Helen Hannah Campbell (August 15, 1916 - March 24, 2013) was a chaperone in the All-American Girls Professional Baseball League for the Muskegon Lassies between 1947 and 1949. In that capacity, she "arranged their housing, uniforms, got their paychecks, arranged the buses. But they really accepted me more like a buddy. If they wanted to go out and get a burger and a beer, I'd go with them."

Born in Whittier, California to parents James and Helen, Helen's nickname was Chappie. She lived in Fountain Valley for more than four-and-a-half decades, taking an active role in her community, like her work for the Retired Senior Volunteers at the Fountain Valley Police Department. In addition, she sat on the Pacific Coast League Historical Society board of directors as well as participating in both the California Angels Booster Club and Anaheim Stadium. She remained with the team until the Korean War since she was called to active duty for the Marine Corps.

==Early life and education==
Hannah was born into a professional baseball family, since her father, James "Truck" Hannah, was a professional baseball player for the New York Yankees and guided her into the AAGPBL. One of Helen's claims to fame was that she was the AAGPBL's last living chaperone.
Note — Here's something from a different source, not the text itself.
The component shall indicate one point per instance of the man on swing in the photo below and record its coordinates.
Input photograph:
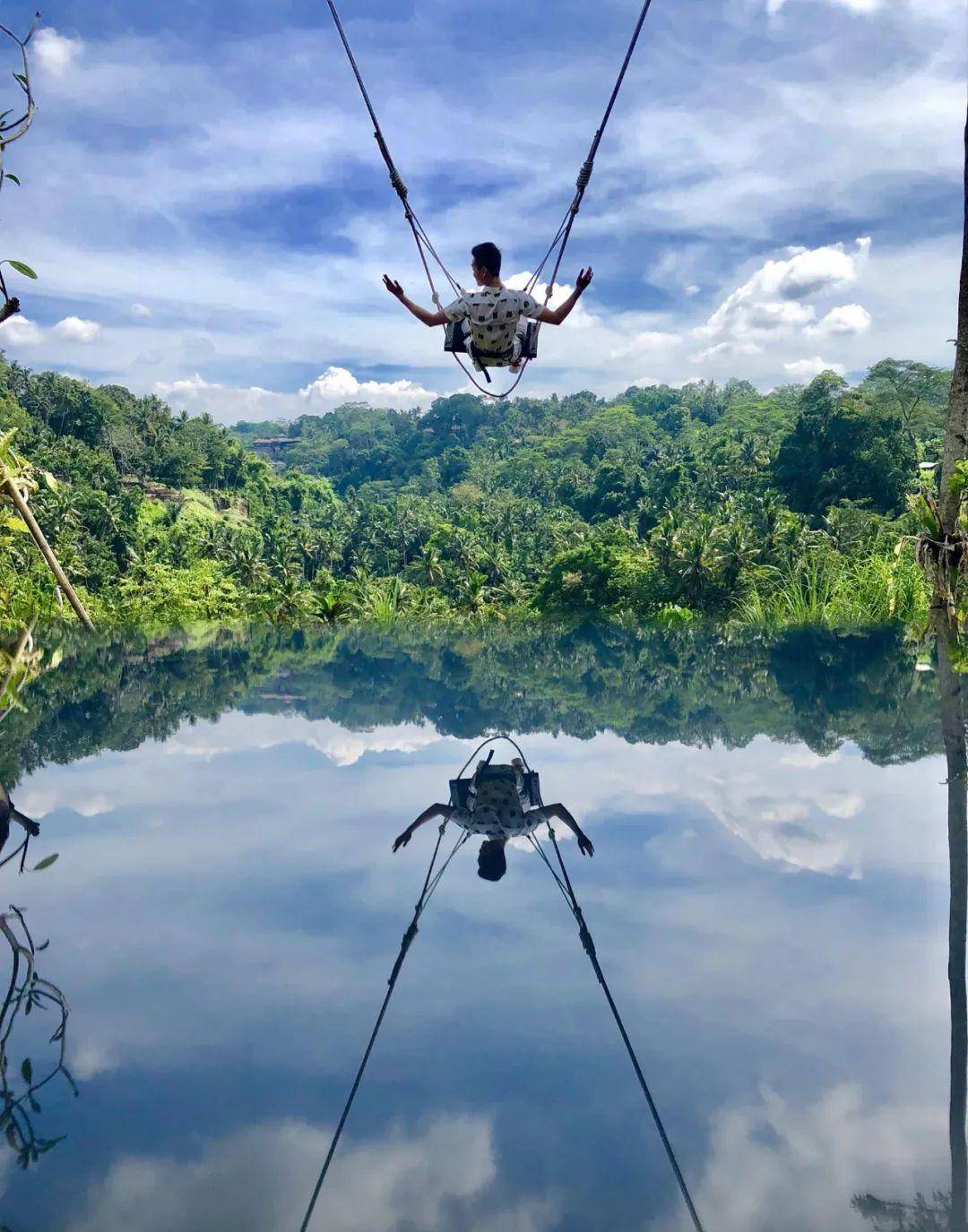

She attended Whittier High School with Richard Nixon and then went on to study at Woodbury College. In later years, she was a docent at the Richard Nixon Library and Museum. She got her degree in Business Administration and a secondary one in Journalism degree. She steadily advanced while working at a defense plant. When it became clear she was not going to be promoted, in 1943, she enlisted with the Marine Corps. At that time, one had to get an availability certificate from their boss to be able to find another job and her boss would not comply, so she went down to the recruiting stations herself.

==Career==
Helen's first duty station took place at El Toro, in July 1944. She did boot camp at Camp Lejeune, North Carolina at that time. She spent 32 years serving, and her last duty service took place at the same location where she started - El Toro - in 1975. She finished her service with the Master Gunnery Sergeant E-9 rank.

She worked for the Aviation Supply Quartermaster. She also served at NCRD San Diego, MCB Camp Pendleton: I&I (Chavez Ravine) LA. In 1960, Hannah was in Denver with the beginnings of the Women Marine Association, at which she held the following high-ranking positions: National President, National Vice President, National Chaplain, and editor of the WMA newsletter. She also held a variety of positions with her CA-5 Orange County Chapter.

==Awards==
Hannah was the recipient of both the Good Conduct Medal with star, the American Theater of Liberations, the WWII Victory Medal, and the National Defense, Armed Forces Reserve, and Marine Corps Reserve Ribbon.